Since then, most Americans — for whom the phrase “retirement package” is a cruel joke — have watched their net worth collapse while CEO payouts have reached heights far beyond the reach of mortal men.
A study released earlier this year by GMI, a corporate-governance rating and research firm, found that the golden parachutes of just 21 CEOs collectively add up to nearly $4 billion. (That’s Carly’s massive kiss-off multiplied by 100.) You don’t want to know how rich every one of these guys — yes, they are all guys — was to begin with.
Former Penn State football coach Joe Paterno died in January after being fired for helping to cover up the systematic sexual abuse of kids under his watch. During the weeks before he was let go, Paterno was reportedly negotiating an even sweeter retirement deal than the lavish one already on the books. Paterno wasn’t completely selfish — he worked out an enhanced retirement payout for Jerry Sandusky, the sexual predator since convicted of those crimes.
At least Paterno wasn’t running for CEO — or rather, president of the United States. The Boston Globe reports that Mitt Romney remained sole shareholder and CEO of Bain Capital during his “leave of absence” from 1999-2002 so he could maximize his very own “retroactive retirement.” (Quotation marks around certain Romneyisms — “self-deportation,” anyone? — indicate that the prospective Republican nominee has severed ties with American English as we know it.)
Meanwhile, New School economics professor Teresa Ghilarducci writes in the New York Times that in the America of the 99%, three quarters of those nearing retirement age have less than $30,000 in their retirement accounts.
For retirees with little or no savings, Social Security barely covers subsistence. And that’s for the healthy folks who qualify. If you have little money and big medical expenses, you’re totally screwed. But wait: Mitt Romney, if elected, wants us to belt-tighten by adding “a year or two (ital mine) to the retirement age.” What’s a year, or two — or more — among friends?

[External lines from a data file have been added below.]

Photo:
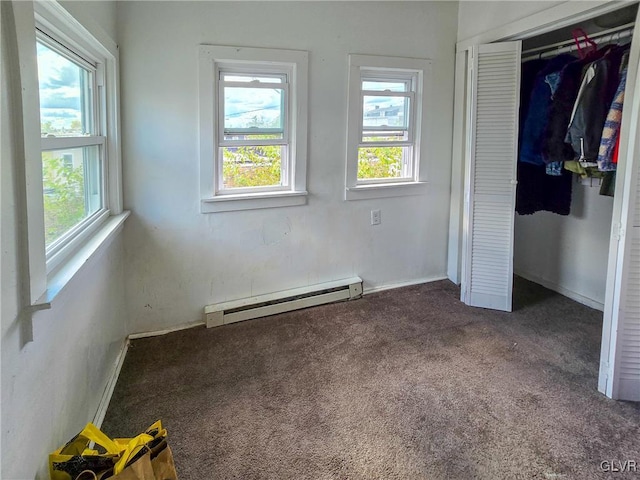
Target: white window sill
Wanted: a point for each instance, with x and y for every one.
(63, 275)
(381, 190)
(252, 201)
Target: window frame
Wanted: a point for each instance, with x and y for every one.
(285, 73)
(60, 249)
(293, 64)
(412, 71)
(45, 278)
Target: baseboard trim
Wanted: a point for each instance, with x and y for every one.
(157, 333)
(589, 302)
(185, 326)
(410, 283)
(111, 385)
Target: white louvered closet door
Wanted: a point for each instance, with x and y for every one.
(626, 371)
(494, 97)
(620, 355)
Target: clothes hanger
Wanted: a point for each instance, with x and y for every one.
(581, 37)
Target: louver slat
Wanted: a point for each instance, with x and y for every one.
(495, 100)
(628, 350)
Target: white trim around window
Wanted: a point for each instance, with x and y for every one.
(48, 269)
(387, 112)
(229, 74)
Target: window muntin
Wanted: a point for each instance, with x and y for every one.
(253, 146)
(72, 145)
(386, 150)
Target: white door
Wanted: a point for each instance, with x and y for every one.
(620, 354)
(490, 175)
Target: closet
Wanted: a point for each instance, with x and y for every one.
(595, 240)
(563, 219)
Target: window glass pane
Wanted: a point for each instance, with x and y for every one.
(244, 167)
(382, 85)
(66, 96)
(385, 111)
(254, 137)
(385, 136)
(235, 77)
(253, 108)
(72, 187)
(383, 162)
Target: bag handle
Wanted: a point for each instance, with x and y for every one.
(590, 45)
(133, 447)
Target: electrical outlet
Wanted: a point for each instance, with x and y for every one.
(376, 218)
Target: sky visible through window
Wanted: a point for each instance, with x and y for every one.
(60, 83)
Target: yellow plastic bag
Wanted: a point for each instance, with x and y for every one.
(126, 458)
(71, 460)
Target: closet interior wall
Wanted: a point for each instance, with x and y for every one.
(569, 254)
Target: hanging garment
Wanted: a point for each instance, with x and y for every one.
(536, 191)
(590, 110)
(611, 130)
(554, 148)
(608, 184)
(553, 80)
(537, 116)
(616, 150)
(528, 73)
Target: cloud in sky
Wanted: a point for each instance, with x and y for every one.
(60, 90)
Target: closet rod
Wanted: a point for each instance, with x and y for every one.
(623, 31)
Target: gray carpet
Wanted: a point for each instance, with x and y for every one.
(403, 384)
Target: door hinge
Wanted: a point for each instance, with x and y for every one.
(100, 75)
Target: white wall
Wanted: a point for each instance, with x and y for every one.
(569, 253)
(178, 260)
(51, 386)
(478, 17)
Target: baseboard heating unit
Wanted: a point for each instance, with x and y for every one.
(279, 302)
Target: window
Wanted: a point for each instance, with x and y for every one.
(386, 109)
(69, 107)
(252, 128)
(72, 144)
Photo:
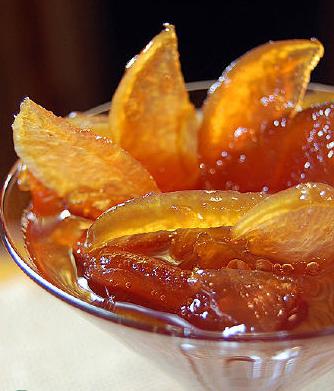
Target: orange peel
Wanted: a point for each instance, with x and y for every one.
(152, 118)
(90, 172)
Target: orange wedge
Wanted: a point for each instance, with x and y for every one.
(99, 124)
(245, 108)
(295, 225)
(89, 171)
(152, 118)
(317, 97)
(170, 211)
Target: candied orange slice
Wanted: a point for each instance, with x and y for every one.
(292, 226)
(152, 118)
(88, 171)
(307, 150)
(99, 124)
(209, 300)
(245, 107)
(317, 97)
(170, 211)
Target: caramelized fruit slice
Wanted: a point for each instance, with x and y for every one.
(292, 226)
(318, 293)
(307, 150)
(317, 96)
(152, 118)
(99, 124)
(244, 108)
(170, 211)
(209, 300)
(211, 248)
(89, 171)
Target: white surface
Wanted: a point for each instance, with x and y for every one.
(45, 345)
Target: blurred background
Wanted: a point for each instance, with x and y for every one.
(70, 54)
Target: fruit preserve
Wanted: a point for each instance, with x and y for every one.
(220, 218)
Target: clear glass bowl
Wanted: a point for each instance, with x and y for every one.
(200, 360)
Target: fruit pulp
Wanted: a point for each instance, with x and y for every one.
(179, 273)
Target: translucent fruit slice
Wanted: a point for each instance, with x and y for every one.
(89, 171)
(99, 124)
(209, 300)
(245, 107)
(292, 226)
(317, 96)
(152, 118)
(170, 211)
(307, 150)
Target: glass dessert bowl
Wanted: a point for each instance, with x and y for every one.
(253, 352)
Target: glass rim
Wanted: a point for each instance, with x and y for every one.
(123, 320)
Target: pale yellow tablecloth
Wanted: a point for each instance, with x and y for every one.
(46, 346)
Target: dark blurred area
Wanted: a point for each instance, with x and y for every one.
(70, 54)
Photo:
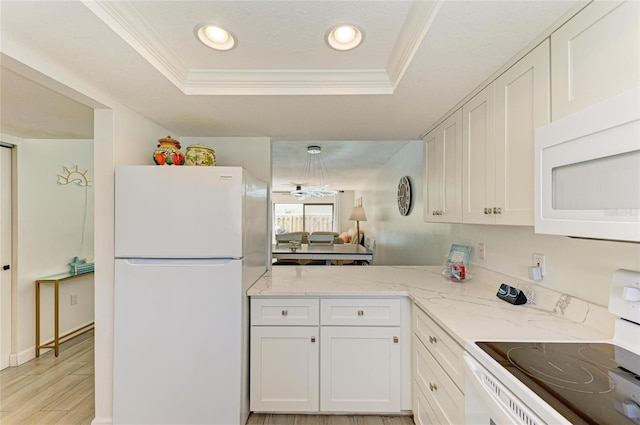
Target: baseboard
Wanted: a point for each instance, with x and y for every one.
(30, 353)
(25, 356)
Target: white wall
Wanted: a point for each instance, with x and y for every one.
(581, 268)
(54, 224)
(122, 137)
(252, 153)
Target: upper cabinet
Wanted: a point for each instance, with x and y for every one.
(478, 163)
(443, 171)
(594, 56)
(498, 142)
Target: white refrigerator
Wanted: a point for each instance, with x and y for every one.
(189, 242)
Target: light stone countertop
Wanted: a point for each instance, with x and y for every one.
(467, 311)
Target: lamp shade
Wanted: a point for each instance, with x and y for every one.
(358, 214)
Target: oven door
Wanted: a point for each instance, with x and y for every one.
(488, 402)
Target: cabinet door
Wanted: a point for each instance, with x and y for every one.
(433, 176)
(443, 172)
(522, 105)
(478, 152)
(444, 397)
(284, 369)
(360, 369)
(594, 56)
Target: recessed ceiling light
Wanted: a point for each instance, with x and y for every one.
(344, 37)
(215, 37)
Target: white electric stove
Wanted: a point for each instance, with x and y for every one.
(539, 382)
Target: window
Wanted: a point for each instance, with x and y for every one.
(303, 217)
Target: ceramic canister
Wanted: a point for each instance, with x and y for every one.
(168, 152)
(200, 154)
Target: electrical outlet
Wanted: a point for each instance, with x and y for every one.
(481, 251)
(538, 261)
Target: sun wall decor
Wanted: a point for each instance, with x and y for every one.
(74, 175)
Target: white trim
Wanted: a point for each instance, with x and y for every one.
(136, 31)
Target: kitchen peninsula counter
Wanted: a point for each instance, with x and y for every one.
(468, 310)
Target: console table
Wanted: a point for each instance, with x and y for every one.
(57, 338)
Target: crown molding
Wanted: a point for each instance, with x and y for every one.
(288, 82)
(414, 31)
(135, 30)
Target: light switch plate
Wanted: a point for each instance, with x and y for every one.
(535, 273)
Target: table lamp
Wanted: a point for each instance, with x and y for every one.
(358, 215)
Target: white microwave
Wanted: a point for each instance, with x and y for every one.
(587, 169)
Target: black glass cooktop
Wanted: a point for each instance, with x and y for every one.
(587, 383)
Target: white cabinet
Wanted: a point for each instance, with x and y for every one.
(594, 56)
(284, 365)
(438, 377)
(360, 369)
(498, 151)
(361, 346)
(443, 171)
(284, 368)
(478, 156)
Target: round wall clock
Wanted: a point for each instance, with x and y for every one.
(404, 195)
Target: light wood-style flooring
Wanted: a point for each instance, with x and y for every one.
(51, 390)
(59, 390)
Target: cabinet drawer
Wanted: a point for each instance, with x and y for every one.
(441, 346)
(443, 396)
(285, 311)
(423, 413)
(360, 312)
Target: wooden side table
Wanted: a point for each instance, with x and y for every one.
(57, 338)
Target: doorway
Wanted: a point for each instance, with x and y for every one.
(5, 256)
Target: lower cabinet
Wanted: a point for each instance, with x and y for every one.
(360, 369)
(438, 380)
(284, 368)
(329, 355)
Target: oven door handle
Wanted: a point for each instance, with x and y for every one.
(500, 415)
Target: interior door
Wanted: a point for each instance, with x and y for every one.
(5, 256)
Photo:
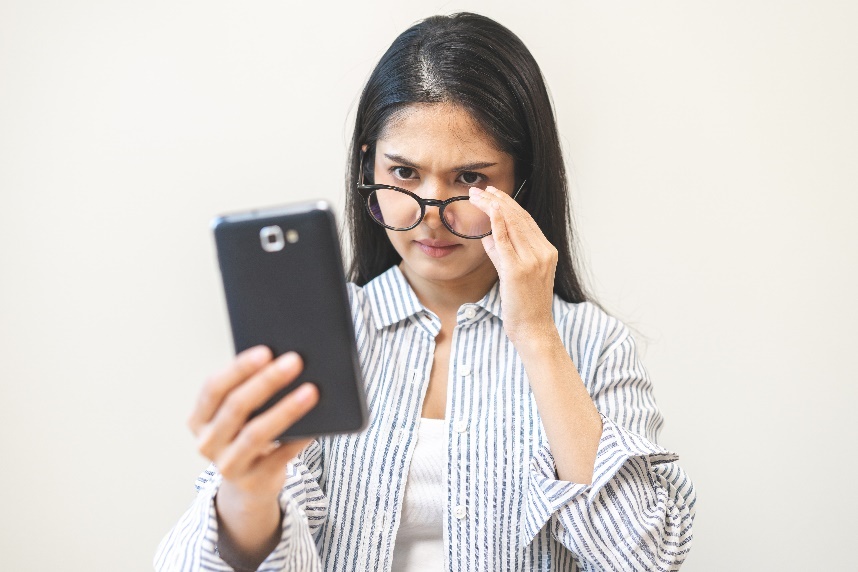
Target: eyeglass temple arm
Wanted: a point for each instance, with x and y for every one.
(520, 187)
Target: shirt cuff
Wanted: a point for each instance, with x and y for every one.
(547, 494)
(294, 523)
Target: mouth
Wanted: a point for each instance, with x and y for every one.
(437, 248)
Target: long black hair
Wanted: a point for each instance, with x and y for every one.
(473, 62)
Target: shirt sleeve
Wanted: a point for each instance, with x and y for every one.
(192, 544)
(637, 514)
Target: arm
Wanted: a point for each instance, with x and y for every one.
(614, 498)
(244, 499)
(197, 540)
(637, 513)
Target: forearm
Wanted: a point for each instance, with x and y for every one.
(248, 528)
(572, 422)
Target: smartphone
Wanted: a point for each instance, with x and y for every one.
(285, 288)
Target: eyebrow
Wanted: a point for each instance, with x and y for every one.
(466, 167)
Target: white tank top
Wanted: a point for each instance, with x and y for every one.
(419, 541)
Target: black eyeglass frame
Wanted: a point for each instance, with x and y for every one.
(366, 190)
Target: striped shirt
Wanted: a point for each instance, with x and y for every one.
(505, 508)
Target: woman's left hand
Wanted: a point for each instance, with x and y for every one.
(525, 262)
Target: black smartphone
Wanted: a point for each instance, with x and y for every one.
(285, 288)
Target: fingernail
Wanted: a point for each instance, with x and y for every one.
(304, 394)
(287, 361)
(258, 354)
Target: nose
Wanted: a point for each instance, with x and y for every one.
(432, 216)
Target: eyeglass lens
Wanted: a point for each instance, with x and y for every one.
(400, 211)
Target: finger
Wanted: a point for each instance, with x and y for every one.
(498, 245)
(243, 400)
(255, 438)
(218, 386)
(282, 455)
(523, 231)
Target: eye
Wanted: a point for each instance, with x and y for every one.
(403, 173)
(470, 178)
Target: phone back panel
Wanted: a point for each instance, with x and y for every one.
(287, 290)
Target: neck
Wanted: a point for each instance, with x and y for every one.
(445, 297)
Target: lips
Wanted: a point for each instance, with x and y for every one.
(436, 248)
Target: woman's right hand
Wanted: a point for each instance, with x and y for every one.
(252, 464)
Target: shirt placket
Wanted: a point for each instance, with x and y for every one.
(459, 515)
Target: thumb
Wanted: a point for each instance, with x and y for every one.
(492, 251)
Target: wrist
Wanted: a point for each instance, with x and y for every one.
(538, 342)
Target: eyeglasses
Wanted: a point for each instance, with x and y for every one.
(399, 209)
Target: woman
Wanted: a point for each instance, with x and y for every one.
(512, 425)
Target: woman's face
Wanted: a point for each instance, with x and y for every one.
(438, 151)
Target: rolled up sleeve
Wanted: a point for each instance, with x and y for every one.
(637, 513)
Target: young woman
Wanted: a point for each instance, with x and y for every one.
(512, 424)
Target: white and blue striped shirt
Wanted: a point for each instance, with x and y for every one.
(504, 509)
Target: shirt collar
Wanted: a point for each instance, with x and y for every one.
(392, 299)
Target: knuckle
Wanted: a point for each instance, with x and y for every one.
(227, 469)
(253, 435)
(234, 408)
(205, 443)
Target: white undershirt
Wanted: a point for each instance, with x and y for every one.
(419, 541)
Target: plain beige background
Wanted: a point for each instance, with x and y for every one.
(712, 148)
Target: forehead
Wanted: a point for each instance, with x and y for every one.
(437, 128)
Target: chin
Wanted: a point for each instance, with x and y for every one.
(451, 268)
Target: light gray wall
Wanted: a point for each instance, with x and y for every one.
(712, 147)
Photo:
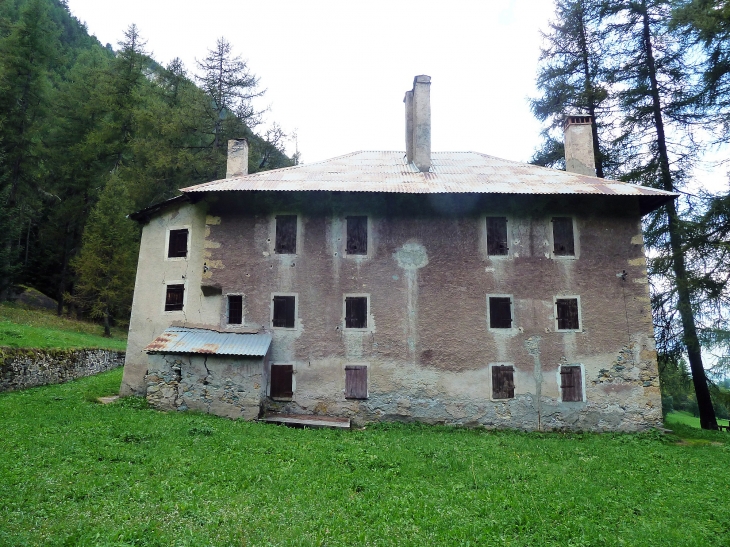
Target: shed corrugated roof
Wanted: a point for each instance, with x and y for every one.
(451, 172)
(189, 340)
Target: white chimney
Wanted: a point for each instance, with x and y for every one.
(578, 134)
(418, 123)
(237, 165)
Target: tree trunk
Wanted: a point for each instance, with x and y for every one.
(684, 302)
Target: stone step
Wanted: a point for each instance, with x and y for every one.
(307, 420)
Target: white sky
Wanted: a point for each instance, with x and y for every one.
(336, 70)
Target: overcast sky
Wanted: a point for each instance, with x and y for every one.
(336, 71)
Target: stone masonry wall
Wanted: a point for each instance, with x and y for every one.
(225, 386)
(24, 368)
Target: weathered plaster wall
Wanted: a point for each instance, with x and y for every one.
(231, 387)
(154, 272)
(427, 345)
(24, 368)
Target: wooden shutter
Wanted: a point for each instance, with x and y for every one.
(286, 234)
(356, 382)
(356, 312)
(235, 309)
(563, 242)
(567, 313)
(503, 384)
(174, 297)
(178, 244)
(357, 235)
(281, 381)
(284, 311)
(571, 383)
(500, 312)
(497, 236)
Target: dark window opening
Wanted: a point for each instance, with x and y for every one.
(286, 234)
(503, 383)
(357, 235)
(571, 383)
(497, 236)
(567, 313)
(500, 312)
(235, 309)
(282, 384)
(178, 244)
(284, 311)
(356, 312)
(563, 241)
(356, 382)
(174, 297)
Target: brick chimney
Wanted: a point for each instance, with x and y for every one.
(418, 123)
(237, 165)
(578, 135)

Pensions are cold comfort to most private sector workers, who are far less likely to get pension benefits than at any time since WWII. And public sector employees saw the value of their lucrative retirement plans plummet, because these plans were heavily invested in a declining stock market.
City and state governments are broke, producing intense pressure to gut or kill these programs. At the same time, millions of public sector workers are permitted to retire when they’re 55 or even younger with defined benefit plans that include guaranteed salaries and health benefits for life, courtesy of our tax dollars. Unless, that is, the guarantors can’t, or won’t, pay.
For millions of older Americans who need work, jobs are increasingly hard to come by — in some industries, non-existent — for anyone over 50, let alone 60 or 70.
The march to oligarchy may be unstoppable, but at least one departing CEO has done the right thing. Last December, American Airlines CEO Gerard Arpey refused to accept any severance when he stepped down after 30 years at the firm, which had recently declared bankruptcy.
Corporate giants — which are people, say the Supreme Court and Romney, but which have no moral compass — can occasionally be persuaded that an obscene payout to a failed CEOs is bad PR. Hewlett Packard, which shelled out $10-million and $35-million to Fiorina’s unsuccessful successors, has vowed to limit future golden parachutes.
Nabors Industries chief Gene Isenberg was set to receive upwards of $100 million in get-out-of- Dodge compensation in February. Company flack Dennis Smith initially defended this payout on the grounds that, “It used to be a hell of a lot bigger — $525 million — until the board reduced it.” But following intense shareholder and media pressure, Isenberg forfeited most of his package.
In better times, ordinary Americans could have fun thinking through their work options with the help of the best-seller What Color is Your Parachute?. These days, their parachute is gray or black — and made of lead.